Les autres motions adop­tées le furent, sans dis­cus­sion et à l’u­na­nim­ité. Elles con­cer­nent l’ap­pli­ca­tion de la loi sur l’oblig­a­tion sco­laire, une révi­sion de l’ex­a­m­en du Cer­ti­fi­cat d’é­tudes, la pré­pa­ra­tion des maîtres, l’or­gan­i­sa­tion de cours pro­fes­sion­nels pour ado­les­cents, etc.

Et main­tenant ?

Après avoir accep­té la tâche de ren­dre compte ici des délibéra­tions du Con­grès de Nan­cy, je me trou­vai per­plexe et fort embar­rassé. Qu’al­lais-je bien pou­voir dire d’« intéres­sant » et d’« utile » ? C’est la vérité qui importe, d’abord. J’ai voulu être véridique. Et je crois avoir réussi.

Le dernier Con­grès des Ami­cales n’au­ra donc guère fait avancer la ques­tion de l’« adap­ta­tion des pro­grammes et des méth­odes d’en­seigne­ment » aux besoins de la classe pro­duc­trice, urbaine et rurale. Les mil­i­tants des Syn­di­cats ouvri­ers et des Bours­es du Tra­vail n’ont que peu de chose à retenir des débats qui vien­nent de se clore.

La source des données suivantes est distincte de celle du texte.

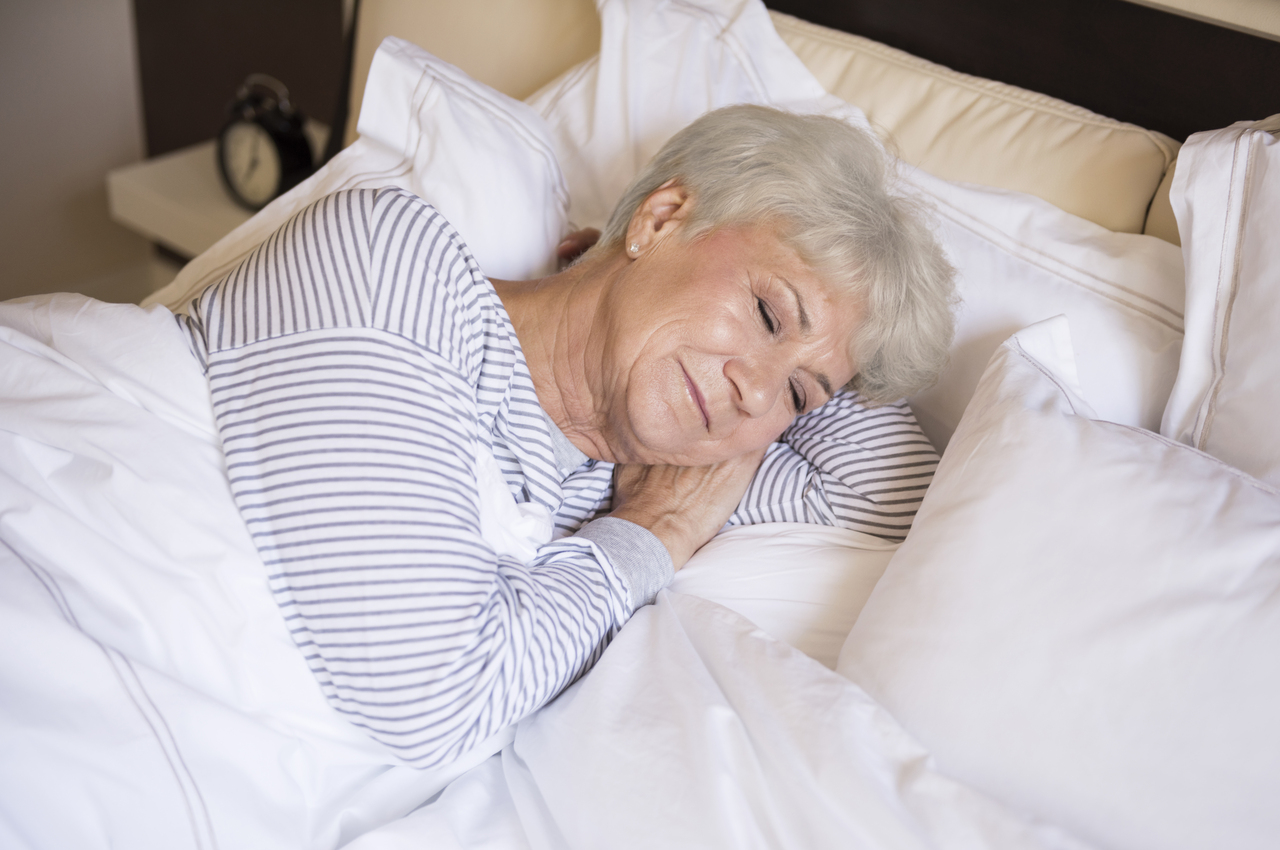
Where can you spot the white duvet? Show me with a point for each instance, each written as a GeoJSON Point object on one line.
{"type": "Point", "coordinates": [151, 697]}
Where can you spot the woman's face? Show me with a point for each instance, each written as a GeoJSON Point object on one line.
{"type": "Point", "coordinates": [711, 348]}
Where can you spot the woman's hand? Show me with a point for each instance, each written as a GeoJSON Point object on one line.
{"type": "Point", "coordinates": [684, 506]}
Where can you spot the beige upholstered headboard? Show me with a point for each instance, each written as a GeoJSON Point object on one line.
{"type": "Point", "coordinates": [954, 126]}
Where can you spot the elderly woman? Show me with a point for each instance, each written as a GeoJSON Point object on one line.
{"type": "Point", "coordinates": [366, 374]}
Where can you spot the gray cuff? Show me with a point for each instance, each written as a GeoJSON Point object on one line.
{"type": "Point", "coordinates": [639, 557]}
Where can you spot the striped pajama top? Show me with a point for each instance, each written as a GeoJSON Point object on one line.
{"type": "Point", "coordinates": [356, 360]}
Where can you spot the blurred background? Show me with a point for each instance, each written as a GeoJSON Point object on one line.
{"type": "Point", "coordinates": [87, 86]}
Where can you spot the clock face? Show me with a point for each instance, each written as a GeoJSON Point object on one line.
{"type": "Point", "coordinates": [251, 163]}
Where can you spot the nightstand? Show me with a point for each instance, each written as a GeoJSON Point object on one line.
{"type": "Point", "coordinates": [178, 200]}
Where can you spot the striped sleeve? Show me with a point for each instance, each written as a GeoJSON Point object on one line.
{"type": "Point", "coordinates": [845, 465]}
{"type": "Point", "coordinates": [352, 370]}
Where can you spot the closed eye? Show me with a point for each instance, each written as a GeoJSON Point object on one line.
{"type": "Point", "coordinates": [766, 318]}
{"type": "Point", "coordinates": [798, 400]}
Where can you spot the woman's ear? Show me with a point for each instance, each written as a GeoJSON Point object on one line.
{"type": "Point", "coordinates": [658, 216]}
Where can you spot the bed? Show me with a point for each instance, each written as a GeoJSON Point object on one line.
{"type": "Point", "coordinates": [1075, 647]}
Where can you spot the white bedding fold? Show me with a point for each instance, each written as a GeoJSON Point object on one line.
{"type": "Point", "coordinates": [696, 730]}
{"type": "Point", "coordinates": [152, 695]}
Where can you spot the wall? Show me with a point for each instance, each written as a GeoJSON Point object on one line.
{"type": "Point", "coordinates": [69, 100]}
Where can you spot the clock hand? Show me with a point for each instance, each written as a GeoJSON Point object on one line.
{"type": "Point", "coordinates": [252, 161]}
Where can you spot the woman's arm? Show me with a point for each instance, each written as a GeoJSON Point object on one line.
{"type": "Point", "coordinates": [355, 362]}
{"type": "Point", "coordinates": [846, 465]}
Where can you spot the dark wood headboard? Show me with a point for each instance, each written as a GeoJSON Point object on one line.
{"type": "Point", "coordinates": [1138, 64]}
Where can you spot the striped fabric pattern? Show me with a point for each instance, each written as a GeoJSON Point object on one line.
{"type": "Point", "coordinates": [357, 360]}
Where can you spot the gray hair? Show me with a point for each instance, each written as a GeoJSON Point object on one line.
{"type": "Point", "coordinates": [828, 190]}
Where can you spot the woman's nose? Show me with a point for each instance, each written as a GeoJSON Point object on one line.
{"type": "Point", "coordinates": [757, 382]}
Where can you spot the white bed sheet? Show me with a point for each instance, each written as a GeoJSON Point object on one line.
{"type": "Point", "coordinates": [152, 697]}
{"type": "Point", "coordinates": [696, 730]}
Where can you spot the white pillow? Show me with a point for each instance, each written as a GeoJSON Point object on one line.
{"type": "Point", "coordinates": [662, 65]}
{"type": "Point", "coordinates": [1084, 620]}
{"type": "Point", "coordinates": [1226, 197]}
{"type": "Point", "coordinates": [1020, 259]}
{"type": "Point", "coordinates": [801, 584]}
{"type": "Point", "coordinates": [484, 160]}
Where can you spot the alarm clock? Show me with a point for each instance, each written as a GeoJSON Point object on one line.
{"type": "Point", "coordinates": [261, 149]}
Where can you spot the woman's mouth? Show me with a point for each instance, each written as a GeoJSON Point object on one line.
{"type": "Point", "coordinates": [698, 398]}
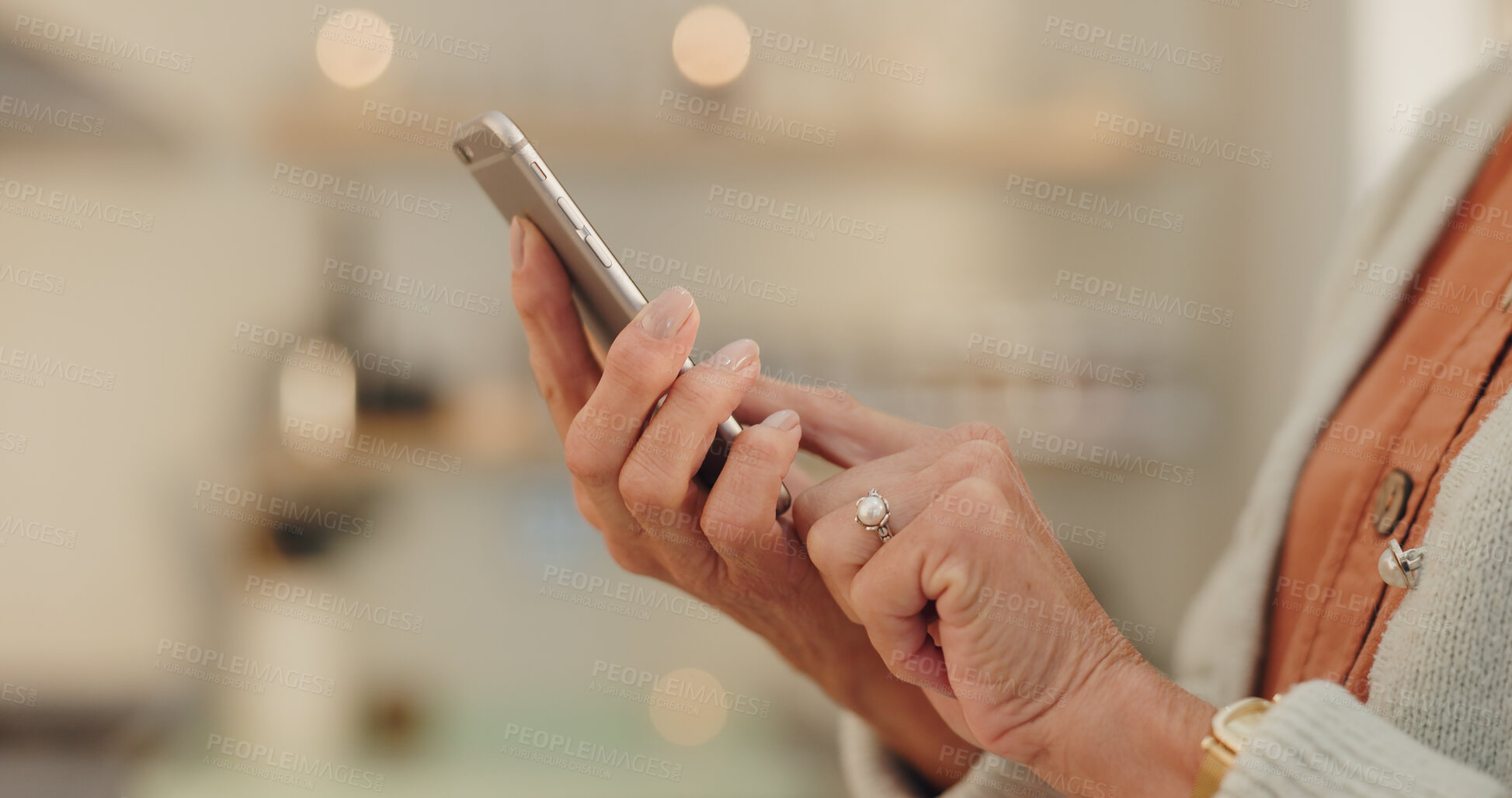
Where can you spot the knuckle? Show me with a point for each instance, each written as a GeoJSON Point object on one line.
{"type": "Point", "coordinates": [808, 506]}
{"type": "Point", "coordinates": [980, 430]}
{"type": "Point", "coordinates": [646, 488]}
{"type": "Point", "coordinates": [632, 559]}
{"type": "Point", "coordinates": [731, 517]}
{"type": "Point", "coordinates": [758, 453]}
{"type": "Point", "coordinates": [977, 456]}
{"type": "Point", "coordinates": [586, 459]}
{"type": "Point", "coordinates": [637, 364]}
{"type": "Point", "coordinates": [975, 488]}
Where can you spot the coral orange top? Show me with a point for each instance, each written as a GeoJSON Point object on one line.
{"type": "Point", "coordinates": [1378, 462]}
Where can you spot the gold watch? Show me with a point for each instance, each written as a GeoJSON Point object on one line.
{"type": "Point", "coordinates": [1231, 727]}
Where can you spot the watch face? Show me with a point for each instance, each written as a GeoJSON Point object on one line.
{"type": "Point", "coordinates": [1236, 723]}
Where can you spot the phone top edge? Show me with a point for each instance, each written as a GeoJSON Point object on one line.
{"type": "Point", "coordinates": [485, 138]}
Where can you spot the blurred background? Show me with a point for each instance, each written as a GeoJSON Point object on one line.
{"type": "Point", "coordinates": [235, 239]}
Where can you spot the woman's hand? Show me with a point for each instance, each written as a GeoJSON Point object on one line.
{"type": "Point", "coordinates": [975, 600]}
{"type": "Point", "coordinates": [632, 479]}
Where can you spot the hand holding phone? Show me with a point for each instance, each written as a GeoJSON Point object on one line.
{"type": "Point", "coordinates": [519, 182]}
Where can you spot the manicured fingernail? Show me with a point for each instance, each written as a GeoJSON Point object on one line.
{"type": "Point", "coordinates": [784, 420]}
{"type": "Point", "coordinates": [667, 312]}
{"type": "Point", "coordinates": [516, 242]}
{"type": "Point", "coordinates": [735, 354]}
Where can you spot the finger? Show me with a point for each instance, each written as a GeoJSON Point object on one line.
{"type": "Point", "coordinates": [637, 370]}
{"type": "Point", "coordinates": [661, 465]}
{"type": "Point", "coordinates": [889, 600]}
{"type": "Point", "coordinates": [641, 362]}
{"type": "Point", "coordinates": [739, 514]}
{"type": "Point", "coordinates": [561, 361]}
{"type": "Point", "coordinates": [853, 483]}
{"type": "Point", "coordinates": [835, 424]}
{"type": "Point", "coordinates": [841, 547]}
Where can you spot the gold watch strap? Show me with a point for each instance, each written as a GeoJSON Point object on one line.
{"type": "Point", "coordinates": [1216, 762]}
{"type": "Point", "coordinates": [1231, 727]}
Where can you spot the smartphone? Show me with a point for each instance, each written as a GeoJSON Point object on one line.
{"type": "Point", "coordinates": [519, 182]}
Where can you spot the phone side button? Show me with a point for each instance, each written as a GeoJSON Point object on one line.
{"type": "Point", "coordinates": [600, 250]}
{"type": "Point", "coordinates": [572, 214]}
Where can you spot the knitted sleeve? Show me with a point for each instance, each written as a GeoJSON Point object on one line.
{"type": "Point", "coordinates": [1322, 742]}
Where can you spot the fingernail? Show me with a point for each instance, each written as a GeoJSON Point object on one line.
{"type": "Point", "coordinates": [735, 354]}
{"type": "Point", "coordinates": [667, 312]}
{"type": "Point", "coordinates": [784, 420]}
{"type": "Point", "coordinates": [516, 242]}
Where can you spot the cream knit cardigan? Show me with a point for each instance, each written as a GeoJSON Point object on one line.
{"type": "Point", "coordinates": [1440, 715]}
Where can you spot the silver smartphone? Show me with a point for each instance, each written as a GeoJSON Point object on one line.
{"type": "Point", "coordinates": [519, 182]}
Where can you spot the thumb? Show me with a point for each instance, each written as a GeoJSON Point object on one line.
{"type": "Point", "coordinates": [835, 424]}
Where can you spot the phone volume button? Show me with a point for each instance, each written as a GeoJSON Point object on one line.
{"type": "Point", "coordinates": [600, 250]}
{"type": "Point", "coordinates": [572, 214]}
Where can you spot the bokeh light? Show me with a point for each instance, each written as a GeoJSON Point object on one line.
{"type": "Point", "coordinates": [711, 46]}
{"type": "Point", "coordinates": [354, 47]}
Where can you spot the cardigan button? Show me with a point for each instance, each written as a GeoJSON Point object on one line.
{"type": "Point", "coordinates": [1399, 568]}
{"type": "Point", "coordinates": [1392, 502]}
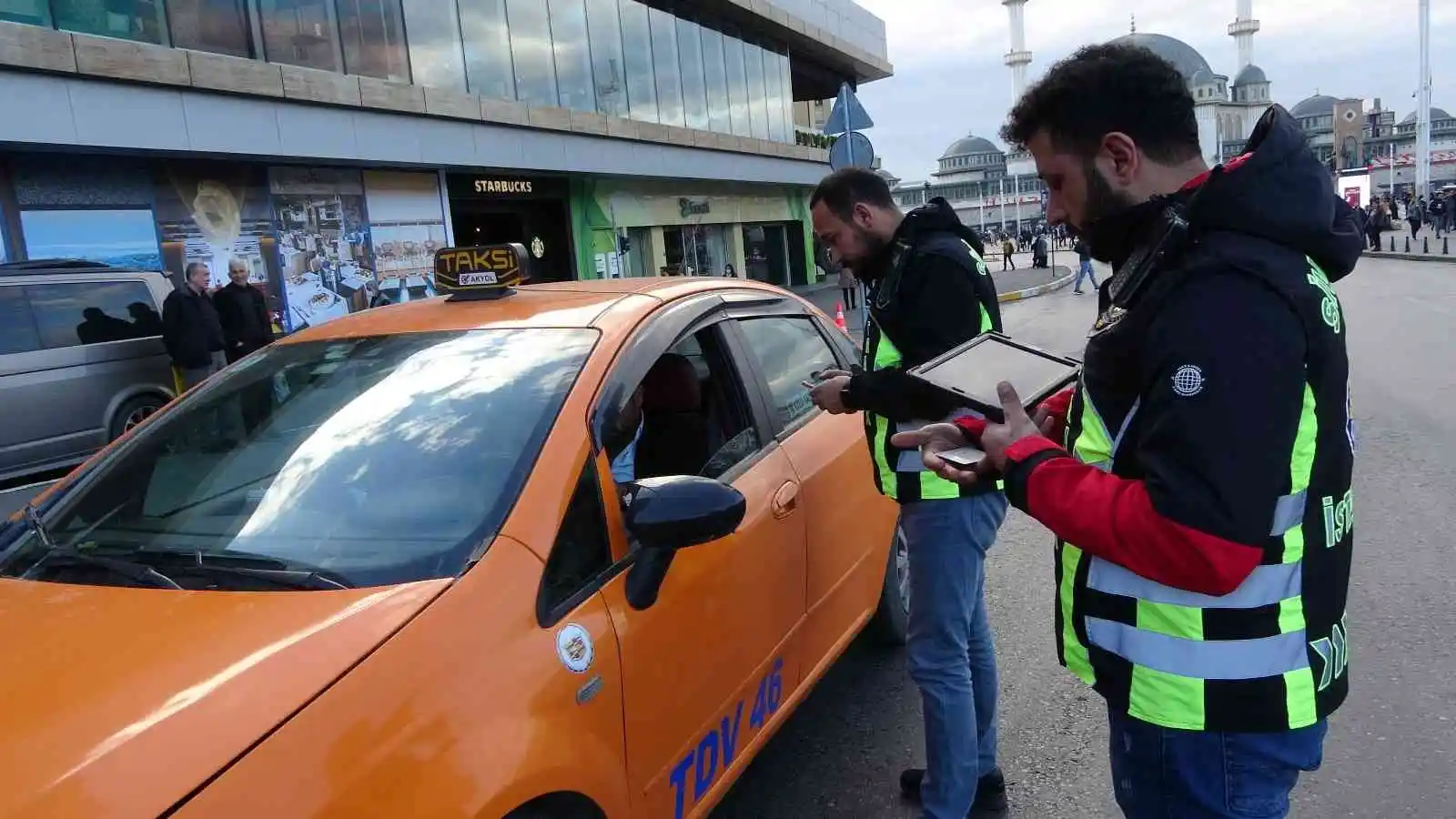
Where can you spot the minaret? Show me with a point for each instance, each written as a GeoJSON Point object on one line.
{"type": "Point", "coordinates": [1242, 31]}
{"type": "Point", "coordinates": [1018, 57]}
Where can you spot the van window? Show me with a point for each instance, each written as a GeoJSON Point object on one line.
{"type": "Point", "coordinates": [94, 312]}
{"type": "Point", "coordinates": [16, 327]}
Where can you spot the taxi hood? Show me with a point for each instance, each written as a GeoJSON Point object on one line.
{"type": "Point", "coordinates": [121, 702]}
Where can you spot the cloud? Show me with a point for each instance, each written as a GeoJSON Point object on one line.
{"type": "Point", "coordinates": [951, 80]}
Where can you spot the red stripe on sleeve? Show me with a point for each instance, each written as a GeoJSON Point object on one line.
{"type": "Point", "coordinates": [1114, 519]}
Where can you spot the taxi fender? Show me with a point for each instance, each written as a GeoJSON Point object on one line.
{"type": "Point", "coordinates": [582, 763]}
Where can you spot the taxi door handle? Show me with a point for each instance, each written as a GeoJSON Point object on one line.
{"type": "Point", "coordinates": [786, 499]}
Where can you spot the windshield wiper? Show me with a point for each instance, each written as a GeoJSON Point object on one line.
{"type": "Point", "coordinates": [266, 569]}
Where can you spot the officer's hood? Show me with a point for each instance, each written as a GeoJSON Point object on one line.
{"type": "Point", "coordinates": [1280, 191]}
{"type": "Point", "coordinates": [936, 216]}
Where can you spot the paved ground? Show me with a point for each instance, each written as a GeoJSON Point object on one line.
{"type": "Point", "coordinates": [1392, 748]}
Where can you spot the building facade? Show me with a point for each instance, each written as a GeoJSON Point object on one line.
{"type": "Point", "coordinates": [334, 145]}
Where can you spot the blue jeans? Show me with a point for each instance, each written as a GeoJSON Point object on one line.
{"type": "Point", "coordinates": [1168, 773]}
{"type": "Point", "coordinates": [951, 656]}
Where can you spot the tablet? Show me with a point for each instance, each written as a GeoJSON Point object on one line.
{"type": "Point", "coordinates": [972, 372]}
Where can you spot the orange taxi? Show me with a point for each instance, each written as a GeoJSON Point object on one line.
{"type": "Point", "coordinates": [392, 567]}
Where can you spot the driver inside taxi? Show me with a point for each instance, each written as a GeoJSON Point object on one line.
{"type": "Point", "coordinates": [662, 429]}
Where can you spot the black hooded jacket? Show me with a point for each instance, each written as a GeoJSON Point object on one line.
{"type": "Point", "coordinates": [926, 296]}
{"type": "Point", "coordinates": [1218, 407]}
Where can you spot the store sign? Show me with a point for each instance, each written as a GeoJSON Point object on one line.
{"type": "Point", "coordinates": [689, 207]}
{"type": "Point", "coordinates": [502, 187]}
{"type": "Point", "coordinates": [487, 271]}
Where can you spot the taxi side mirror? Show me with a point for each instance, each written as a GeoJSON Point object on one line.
{"type": "Point", "coordinates": [672, 513]}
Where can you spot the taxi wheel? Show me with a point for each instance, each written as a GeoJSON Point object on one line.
{"type": "Point", "coordinates": [892, 622]}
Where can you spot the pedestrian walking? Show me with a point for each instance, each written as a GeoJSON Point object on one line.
{"type": "Point", "coordinates": [928, 292]}
{"type": "Point", "coordinates": [242, 310]}
{"type": "Point", "coordinates": [1198, 479]}
{"type": "Point", "coordinates": [1084, 266]}
{"type": "Point", "coordinates": [191, 329]}
{"type": "Point", "coordinates": [848, 288]}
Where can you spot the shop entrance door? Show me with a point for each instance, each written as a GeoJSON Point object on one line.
{"type": "Point", "coordinates": [766, 256]}
{"type": "Point", "coordinates": [541, 227]}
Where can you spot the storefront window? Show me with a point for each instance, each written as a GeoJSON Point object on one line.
{"type": "Point", "coordinates": [531, 51]}
{"type": "Point", "coordinates": [568, 34]}
{"type": "Point", "coordinates": [300, 33]}
{"type": "Point", "coordinates": [609, 73]}
{"type": "Point", "coordinates": [637, 46]}
{"type": "Point", "coordinates": [373, 36]}
{"type": "Point", "coordinates": [774, 96]}
{"type": "Point", "coordinates": [757, 91]}
{"type": "Point", "coordinates": [695, 89]}
{"type": "Point", "coordinates": [715, 76]}
{"type": "Point", "coordinates": [434, 43]}
{"type": "Point", "coordinates": [133, 19]}
{"type": "Point", "coordinates": [666, 70]}
{"type": "Point", "coordinates": [121, 238]}
{"type": "Point", "coordinates": [210, 25]}
{"type": "Point", "coordinates": [737, 86]}
{"type": "Point", "coordinates": [487, 48]}
{"type": "Point", "coordinates": [28, 12]}
{"type": "Point", "coordinates": [788, 96]}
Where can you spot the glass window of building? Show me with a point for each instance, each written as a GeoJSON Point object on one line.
{"type": "Point", "coordinates": [373, 34]}
{"type": "Point", "coordinates": [133, 19]}
{"type": "Point", "coordinates": [786, 85]}
{"type": "Point", "coordinates": [436, 56]}
{"type": "Point", "coordinates": [609, 72]}
{"type": "Point", "coordinates": [568, 34]}
{"type": "Point", "coordinates": [206, 25]}
{"type": "Point", "coordinates": [757, 91]}
{"type": "Point", "coordinates": [487, 48]}
{"type": "Point", "coordinates": [715, 76]}
{"type": "Point", "coordinates": [28, 12]}
{"type": "Point", "coordinates": [737, 86]}
{"type": "Point", "coordinates": [637, 47]}
{"type": "Point", "coordinates": [774, 96]}
{"type": "Point", "coordinates": [666, 69]}
{"type": "Point", "coordinates": [300, 33]}
{"type": "Point", "coordinates": [531, 51]}
{"type": "Point", "coordinates": [695, 85]}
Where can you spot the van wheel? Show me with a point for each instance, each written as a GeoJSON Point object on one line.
{"type": "Point", "coordinates": [892, 622]}
{"type": "Point", "coordinates": [133, 413]}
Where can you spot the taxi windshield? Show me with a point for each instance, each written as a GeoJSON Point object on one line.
{"type": "Point", "coordinates": [317, 465]}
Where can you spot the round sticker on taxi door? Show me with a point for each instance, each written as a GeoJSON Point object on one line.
{"type": "Point", "coordinates": [574, 647]}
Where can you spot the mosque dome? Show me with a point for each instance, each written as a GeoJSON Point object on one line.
{"type": "Point", "coordinates": [1183, 56]}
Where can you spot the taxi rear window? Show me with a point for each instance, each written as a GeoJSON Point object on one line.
{"type": "Point", "coordinates": [369, 460]}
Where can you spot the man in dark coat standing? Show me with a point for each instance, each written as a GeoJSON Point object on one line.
{"type": "Point", "coordinates": [191, 329]}
{"type": "Point", "coordinates": [244, 314]}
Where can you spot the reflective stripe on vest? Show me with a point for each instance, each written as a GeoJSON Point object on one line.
{"type": "Point", "coordinates": [907, 462]}
{"type": "Point", "coordinates": [1171, 661]}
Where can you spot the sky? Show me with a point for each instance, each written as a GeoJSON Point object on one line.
{"type": "Point", "coordinates": [950, 77]}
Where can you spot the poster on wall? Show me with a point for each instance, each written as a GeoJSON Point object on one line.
{"type": "Point", "coordinates": [217, 215]}
{"type": "Point", "coordinates": [94, 208]}
{"type": "Point", "coordinates": [324, 244]}
{"type": "Point", "coordinates": [407, 228]}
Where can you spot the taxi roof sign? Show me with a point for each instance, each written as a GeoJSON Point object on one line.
{"type": "Point", "coordinates": [484, 271]}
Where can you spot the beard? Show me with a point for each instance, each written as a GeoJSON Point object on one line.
{"type": "Point", "coordinates": [866, 261]}
{"type": "Point", "coordinates": [1107, 228]}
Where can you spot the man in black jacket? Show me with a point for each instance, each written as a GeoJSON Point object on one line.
{"type": "Point", "coordinates": [191, 329]}
{"type": "Point", "coordinates": [928, 292]}
{"type": "Point", "coordinates": [242, 309]}
{"type": "Point", "coordinates": [1198, 479]}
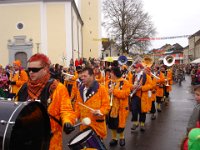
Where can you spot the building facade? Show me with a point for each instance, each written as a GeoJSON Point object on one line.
{"type": "Point", "coordinates": [194, 49]}
{"type": "Point", "coordinates": [52, 27]}
{"type": "Point", "coordinates": [90, 11]}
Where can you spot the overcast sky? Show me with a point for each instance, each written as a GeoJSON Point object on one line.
{"type": "Point", "coordinates": [173, 18]}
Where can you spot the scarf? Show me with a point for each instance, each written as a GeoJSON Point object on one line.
{"type": "Point", "coordinates": [35, 87]}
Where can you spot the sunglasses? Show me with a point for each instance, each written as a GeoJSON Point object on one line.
{"type": "Point", "coordinates": [34, 69]}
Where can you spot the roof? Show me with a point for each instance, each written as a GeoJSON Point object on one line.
{"type": "Point", "coordinates": [23, 1]}
{"type": "Point", "coordinates": [195, 34]}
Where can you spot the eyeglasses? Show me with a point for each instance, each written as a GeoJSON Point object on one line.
{"type": "Point", "coordinates": [34, 69]}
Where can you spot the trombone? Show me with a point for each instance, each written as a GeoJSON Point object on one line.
{"type": "Point", "coordinates": [67, 76]}
{"type": "Point", "coordinates": [168, 61]}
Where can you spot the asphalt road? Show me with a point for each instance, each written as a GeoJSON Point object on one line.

Mais j’a­joute, aus­sitôt, que cela n’a pas autrement d’im­por­tance. La ques­tion est posée et bien posée ; c’est là l’essen­tiel. Les événe­ments ont mon­tré que si les con­cep­tions syn­di­cal­istes en matière d’é­d­u­ca­tion ont fait du chemin dans les milieux enseignants, elles ne ral­lient encore qu’une petite minorité du personnel.

Déjà les groupe­ments syn­di­caux d’in­sti­tu­teurs, dont c’est le rôle de jalon­ner la route, ont pris les devants. Le tra­vail fait, à l’oc­ca­sion du Con­grès de 1908, ne fut pas per­du. La dis­cus­sion y avait été sérieuse et prof­itable entre les délégués. Depuis, le prob­lème de l’« adap­ta­tion des pro­grammes » est l’ob­jet des préoc­cu­pa­tions con­stantes des Comités d’é­tudes et d’ac­tion qui se sont con­sti­tués au sein des syn­di­cats — l’oc­ca­sion d’un échange d’idées per­ma­nent et fructueux dans les revues syn­di­cal­istes d’enseignement.

Les élé­ments syn­di­cal­istes qui ont cru devoir rester dans les Ami­cales, pour leur injecter un peu de sang rouge, prof­iteront de la créa­tion récente des « Comités péd­a­gogiques » pour y faire besogne utile.

Que de leur côté nos cama­rades ouvri­ers réfléchissent tous à la ques­tion, comme le font déjà plusieurs d’en­tre eux. Que, dans des revues comme celle-ci, ils exposent leurs cri­tiques, leurs aspi­ra­tions, leurs desider­a­ta. La col­lab­o­ra­tion entre les édu­ca­teurs et les tra­vailleurs manuels, s’établi­ra ain­si, lente, sans doute, au début, mais com­bi­en féconde par la suite ; plus féconde — il faut le dire ― que ne le seraient, présen­te­ment, les débats pré­maturés d’un Con­grès mixte. Cet échange per­ma­nent de vues pré­par­era imman­quable­ment la péné­tra­tion néces­saire et fatale des groupe­ments que les foudres gou­verne­men­tales ne pour­ront éter­nelle­ment éluder.

Adap­ta­tion des pro­grammes et des méth­odes par la col­lab­o­ra­tion des pro­duc­teurs et des édu­ca­teurs, le but à attein­dre demeure entier. Nos adver­saires eux-mêmes l’ont recon­nu : après comme avant le Con­grès de Nan­cy, le prob­lème reste le même. C’est aux syn­di­cal­istes con­scients con­va­in­cus a ne pas s’endormir.